Words and their perceived meanings can spell boom or doom for marketers.
Navigating word choice, deciding on what to stress when describing a product, draws on the art of inspiration and the science of data.
As the Bees Gees sang, “It’s only words, and words are all I have to take your heart away.”
Words and consumers associations with those words will play a big role in the success of the Arctic apple, just now coming into retail stores in the Midwest in the form of 10-ounce packages of sliced Arctic golden delicious apples. Story, here.
While the company’s packaging encourages consumers to find out more about the biotechnology behind the non-browning apples’ development through a quick-response code, phone number and website, Arctics won’t be labeled as biotech or genetically modified.

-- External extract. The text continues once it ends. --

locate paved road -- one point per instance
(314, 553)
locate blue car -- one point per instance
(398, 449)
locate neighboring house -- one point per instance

Okanagan founder and president Neal Carter recently told me that the company was not trying to differentiate itself by price. He left unsaid the fact that the non-browning Arctic also wouldn’t stake its success on its biotech roots.
“We are trying to differentiate ourself by quality, great taste and preservative free,” he said.
I think Carter is on the right track. Stressing “preservative free” may be a winning message for sliced apples. The notion that the non-browning feature can lead to less food waste also may be worth exploring, if indeed that is the case.
A recent study from the University of Florida found that consumers are confused between foods labeled as “organic” and “non-genetically modified.” In fact, the researchers found that some consumers view the two labels as synonymous.
The study, authored by Brandon McFadden and Jayson Lusk, found that consumers in the survey were willing to pay 35 cents more per pound of apples for those labeled “non-GMO Project” and 40 cents more per pound for those labeled “USDA Organic.”
That finding raises questions.
If a “Non-GMO” label is worth nearly as much to consumers as “organic,” then why wouldn’t every producer simply use that “non” label, which is likely far cheaper to put in place? How can the organic industry raise its perceived value to consumers and draw a line between “organic” and “non-GMO”?
University of Florida researchers also wanted to know how QR codes affect choices for foods labeled as containing GM ingredients.
Study results showed consumers are willing to pay more for genetically modified food if the information is provided by a QR code.
If Arctic apples do find a toehold in the market place, I expect more apple marketers will turn to “non-GMO” to define their apples.
It’s “only” words, but words are all the industry has to win consumers’ hearts.